What's the difference between for(int I = A; i < B; i++) and FOR(I, A, B)
?
My FOR(I,A,B) macro iterates between A and B inclusively, and does so
reliably between having to write the loop index 3 times (you've mixed up a I
with i), or remembering to use a <= instead of = (you've used <), or just
having to bother to write all those parts of a loop which are the compiler's
job not mine:
#define FOR(i,a,b) for (i=a; i<=b; ++i)
#define TO(i,x) for (i=x; i; --i)
With FOR, I just give it the 3 elements that are all that are really needed
to define the loop, and can concentrate the loop body!
Because the suggestions that have been presented are already a part of the
language.

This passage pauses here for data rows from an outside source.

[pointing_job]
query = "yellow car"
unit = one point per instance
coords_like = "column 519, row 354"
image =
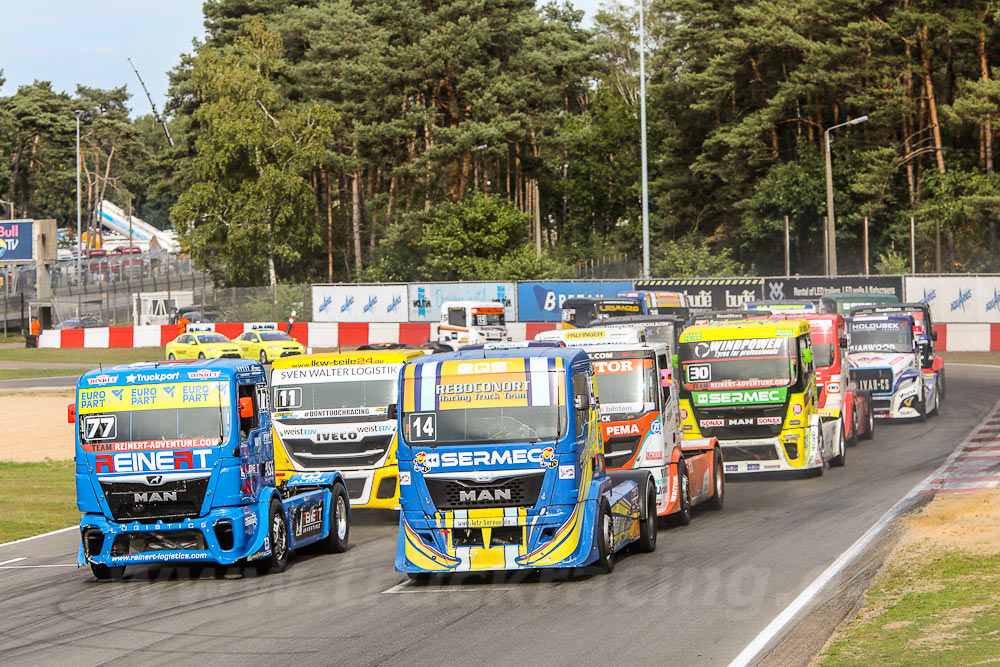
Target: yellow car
column 267, row 345
column 202, row 345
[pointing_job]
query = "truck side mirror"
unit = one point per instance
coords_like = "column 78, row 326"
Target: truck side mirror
column 246, row 407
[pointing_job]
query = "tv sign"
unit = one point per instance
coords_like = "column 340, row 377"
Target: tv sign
column 15, row 242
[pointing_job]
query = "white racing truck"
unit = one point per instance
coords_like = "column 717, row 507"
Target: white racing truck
column 470, row 323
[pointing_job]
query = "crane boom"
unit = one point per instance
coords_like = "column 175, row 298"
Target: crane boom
column 156, row 114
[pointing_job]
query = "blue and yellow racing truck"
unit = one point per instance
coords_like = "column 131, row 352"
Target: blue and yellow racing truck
column 175, row 464
column 501, row 465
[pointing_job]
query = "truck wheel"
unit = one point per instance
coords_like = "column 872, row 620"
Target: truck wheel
column 682, row 516
column 277, row 530
column 105, row 572
column 719, row 479
column 647, row 529
column 340, row 523
column 841, row 458
column 605, row 539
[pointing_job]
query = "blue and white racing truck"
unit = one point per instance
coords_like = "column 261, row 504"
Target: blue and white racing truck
column 885, row 359
column 175, row 464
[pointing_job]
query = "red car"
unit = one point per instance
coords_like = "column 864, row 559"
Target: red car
column 838, row 396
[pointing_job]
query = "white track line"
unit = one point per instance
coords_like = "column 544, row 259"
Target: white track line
column 35, row 537
column 774, row 629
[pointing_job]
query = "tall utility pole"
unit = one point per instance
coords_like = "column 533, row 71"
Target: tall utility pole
column 149, row 97
column 642, row 123
column 79, row 237
column 831, row 240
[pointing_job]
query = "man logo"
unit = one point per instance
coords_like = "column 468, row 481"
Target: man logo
column 484, row 494
column 155, row 497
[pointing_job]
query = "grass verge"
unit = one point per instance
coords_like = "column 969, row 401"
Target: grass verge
column 943, row 609
column 36, row 498
column 988, row 358
column 24, row 373
column 95, row 356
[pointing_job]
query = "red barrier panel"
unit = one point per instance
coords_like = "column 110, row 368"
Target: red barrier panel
column 120, row 336
column 71, row 338
column 414, row 333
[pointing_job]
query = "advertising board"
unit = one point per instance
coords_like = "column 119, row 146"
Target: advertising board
column 359, row 303
column 708, row 293
column 425, row 299
column 957, row 299
column 16, row 243
column 813, row 287
column 542, row 301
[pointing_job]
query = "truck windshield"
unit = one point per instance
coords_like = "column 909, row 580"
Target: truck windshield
column 625, row 384
column 881, row 336
column 460, row 408
column 335, row 387
column 743, row 363
column 154, row 416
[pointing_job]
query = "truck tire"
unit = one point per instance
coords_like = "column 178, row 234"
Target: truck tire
column 605, row 538
column 718, row 482
column 340, row 522
column 105, row 572
column 647, row 529
column 277, row 529
column 840, row 459
column 682, row 516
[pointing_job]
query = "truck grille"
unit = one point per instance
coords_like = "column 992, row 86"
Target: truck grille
column 171, row 501
column 875, row 380
column 515, row 491
column 749, row 453
column 338, row 454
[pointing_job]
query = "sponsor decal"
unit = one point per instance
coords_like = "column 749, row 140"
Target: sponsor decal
column 184, row 459
column 740, row 397
column 744, row 347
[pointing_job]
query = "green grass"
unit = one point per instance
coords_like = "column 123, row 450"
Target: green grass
column 23, row 373
column 36, row 498
column 111, row 355
column 942, row 611
column 989, row 358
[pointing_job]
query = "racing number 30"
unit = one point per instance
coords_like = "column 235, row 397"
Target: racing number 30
column 421, row 426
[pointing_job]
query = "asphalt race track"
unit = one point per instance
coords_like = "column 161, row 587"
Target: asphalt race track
column 700, row 598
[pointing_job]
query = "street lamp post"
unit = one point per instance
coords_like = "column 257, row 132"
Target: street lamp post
column 79, row 240
column 831, row 237
column 642, row 123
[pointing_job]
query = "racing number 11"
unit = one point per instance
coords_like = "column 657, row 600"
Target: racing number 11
column 421, row 426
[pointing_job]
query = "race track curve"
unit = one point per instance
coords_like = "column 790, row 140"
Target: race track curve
column 699, row 599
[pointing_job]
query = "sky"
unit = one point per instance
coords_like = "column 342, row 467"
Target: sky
column 69, row 42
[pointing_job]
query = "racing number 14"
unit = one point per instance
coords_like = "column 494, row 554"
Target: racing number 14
column 421, row 426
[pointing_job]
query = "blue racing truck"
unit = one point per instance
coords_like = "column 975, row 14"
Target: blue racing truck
column 175, row 463
column 501, row 465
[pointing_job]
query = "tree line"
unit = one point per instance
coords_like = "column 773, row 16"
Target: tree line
column 405, row 139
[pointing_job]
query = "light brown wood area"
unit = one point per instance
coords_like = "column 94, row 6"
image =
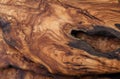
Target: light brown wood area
column 59, row 39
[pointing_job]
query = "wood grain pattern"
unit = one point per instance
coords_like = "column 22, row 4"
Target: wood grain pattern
column 62, row 37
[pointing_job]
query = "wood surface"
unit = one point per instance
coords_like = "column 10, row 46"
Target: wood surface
column 59, row 38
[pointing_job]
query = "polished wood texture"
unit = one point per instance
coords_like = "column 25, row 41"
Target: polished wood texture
column 63, row 37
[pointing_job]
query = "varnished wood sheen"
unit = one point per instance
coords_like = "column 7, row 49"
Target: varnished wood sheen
column 59, row 37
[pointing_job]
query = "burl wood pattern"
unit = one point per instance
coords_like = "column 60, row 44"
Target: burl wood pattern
column 63, row 37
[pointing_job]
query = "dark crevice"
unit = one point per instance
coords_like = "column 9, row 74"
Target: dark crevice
column 88, row 41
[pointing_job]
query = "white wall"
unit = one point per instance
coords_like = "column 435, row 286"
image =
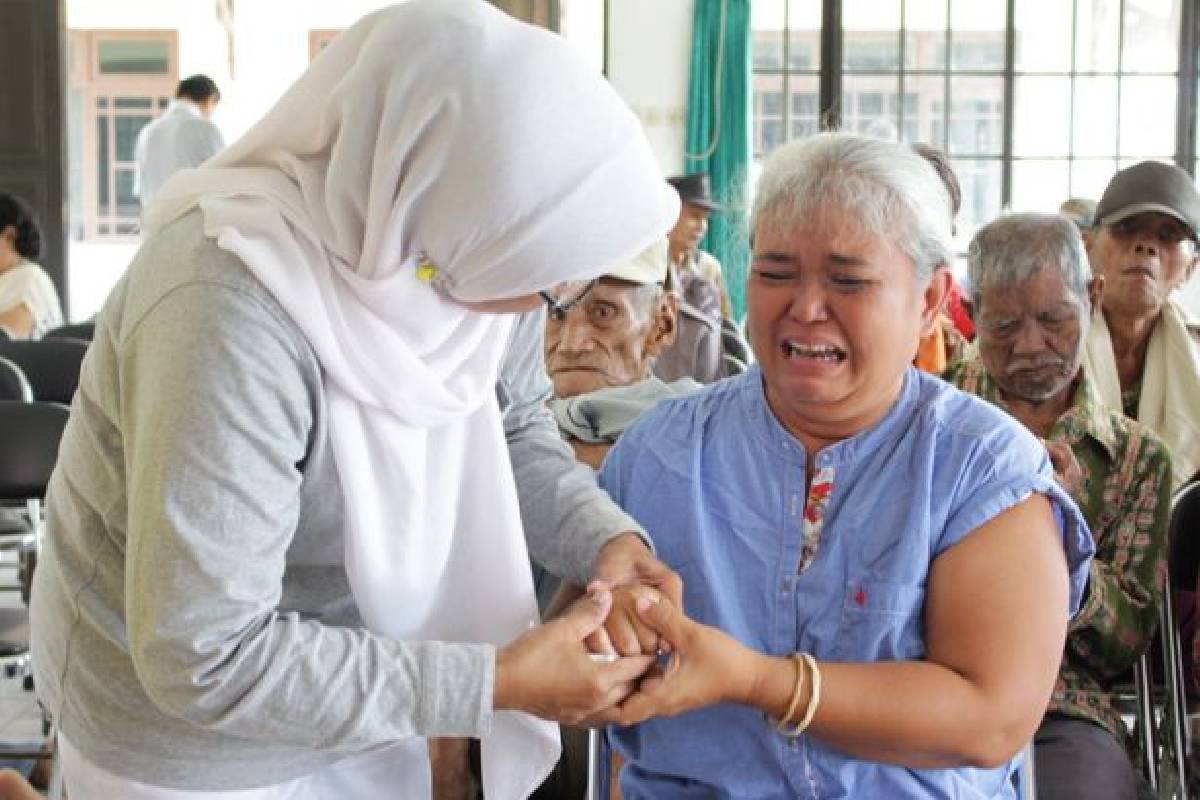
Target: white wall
column 649, row 49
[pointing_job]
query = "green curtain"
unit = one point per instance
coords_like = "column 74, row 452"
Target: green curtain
column 719, row 130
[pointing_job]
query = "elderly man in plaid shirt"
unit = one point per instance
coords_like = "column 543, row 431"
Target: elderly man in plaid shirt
column 1033, row 298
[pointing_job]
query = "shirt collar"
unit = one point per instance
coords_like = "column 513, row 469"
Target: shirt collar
column 781, row 441
column 1086, row 415
column 185, row 106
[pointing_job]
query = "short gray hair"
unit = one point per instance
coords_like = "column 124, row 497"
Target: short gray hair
column 1018, row 246
column 882, row 184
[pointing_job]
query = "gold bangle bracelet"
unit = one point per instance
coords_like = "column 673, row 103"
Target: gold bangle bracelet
column 814, row 698
column 796, row 693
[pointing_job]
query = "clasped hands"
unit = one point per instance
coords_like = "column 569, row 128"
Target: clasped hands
column 659, row 661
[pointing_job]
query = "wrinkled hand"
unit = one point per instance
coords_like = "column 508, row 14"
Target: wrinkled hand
column 547, row 672
column 627, row 561
column 1066, row 467
column 706, row 666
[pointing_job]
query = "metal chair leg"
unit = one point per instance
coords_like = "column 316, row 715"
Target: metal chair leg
column 1146, row 723
column 1027, row 785
column 597, row 765
column 1175, row 703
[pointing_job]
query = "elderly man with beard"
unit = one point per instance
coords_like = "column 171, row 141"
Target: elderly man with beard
column 599, row 354
column 1033, row 296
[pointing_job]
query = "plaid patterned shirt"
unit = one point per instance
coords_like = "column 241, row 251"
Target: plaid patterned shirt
column 1126, row 498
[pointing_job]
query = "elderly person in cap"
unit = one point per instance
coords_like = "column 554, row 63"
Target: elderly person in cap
column 599, row 354
column 696, row 206
column 289, row 529
column 1143, row 350
column 879, row 569
column 1033, row 296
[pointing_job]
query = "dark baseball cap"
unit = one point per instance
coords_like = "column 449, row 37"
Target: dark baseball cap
column 696, row 190
column 1151, row 186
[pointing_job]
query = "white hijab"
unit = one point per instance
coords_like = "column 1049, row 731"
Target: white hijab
column 439, row 131
column 1169, row 403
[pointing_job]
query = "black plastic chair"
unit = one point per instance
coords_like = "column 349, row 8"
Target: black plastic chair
column 13, row 384
column 52, row 366
column 1161, row 687
column 30, row 433
column 82, row 331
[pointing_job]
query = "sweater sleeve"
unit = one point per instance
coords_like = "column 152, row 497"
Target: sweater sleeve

A concept might not be expressed with a particular syntactic
sugar, but that doesn't mean the language doesn't support it, and if we
have
a choice between a concise language and an inflated one to express the
exact
same concepts, conciseness always wins.
Syntax, especially basic constructs that practically every other language
have had for decades, will hardly inflate the language. What does inflate it
are the 1000 or so functions in the run-time library. And endless blocks of
macros like this:
#define INT_MAX +32767
#define INT_MIN -32767
#define LONG_MAX +2147483647
#define LONG_MIN -2147483647
#define LLONG_MAX +9223372036854775807
#define LLONG_MIN -9223372036854775807
#define MB_LEN_MAX 1
#define SCHAR_MAX +127
#define SCHAR_MIN -127
#define SHRT_MAX +32767
#define SHRT_MIN -32767
#define UCHAR_MAX 255
#define USHRT_MAX 65535
#define UINT_MAX 65535
#define ULONG_MAX 4294967295
#define ULLONG_MAX 18446744073709551615
when all that is really needed is a single syntax feature that can be
applied to any type in the same way as sizeof().